I shrugged sheepishly, a bit embarrassed after his extorting his own beliefs. “I don’t know. I grew up Jewish, but I don’t really know much about it, honestly. It’s just… I don’t buy into organized religion, you know?”
He shook his head mournfully.
“No, this is not okay,” he said. “It is your heritage. You must learn about it. You must live it. It is who you are.”
It was who I was… Suddenly, I knew what he meant by the word heritage. And after spending a whole summer trying to hide that I was Jewish because I was scared of Muslims, that a Muslim was now telling me that I had to explore my Jewish identity shook me deep down in my core.
A month later, I was shopping at Borders. I idly walked over to the Jewish section. I browsed through them, bored by everything I was seeing.
And then I saw something. Something that tapped into the kind of spirituality I loved learning: mysticism. The Complete Idiot’s Guide to Jewish Mysticism.
The next year, I went to a Chabad house. A year after that, I went to Israel. And two weeks after that, I was in yeshiva.

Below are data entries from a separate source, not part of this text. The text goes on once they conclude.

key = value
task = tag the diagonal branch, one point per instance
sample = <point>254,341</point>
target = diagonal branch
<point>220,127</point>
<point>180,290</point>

And now. Now I am who I am because of a kind Muslim man who refused to let me forget who I was.
And now, as I wonder whether his family will ever be able to visit him in America, and I wonder about all the Muslim friends I made that summer, and I speak to the Muslim friends I have now… I again feel called to remember who I am.
My heritage. The heritage of a people who relied on the kindness of others throughout our history. Of a family which wouldn’t exist if my grandmother wasn’t saved from regular riots against Jews if it wasn’t for her Muslim neighbors. By a belief that teaches us to treat our own foreigners as equals so that the world can look at us as priests and learn from our example.
And I know that the heritage the Muslim man asked me to grapple with is calling me now to stand up for his heritage.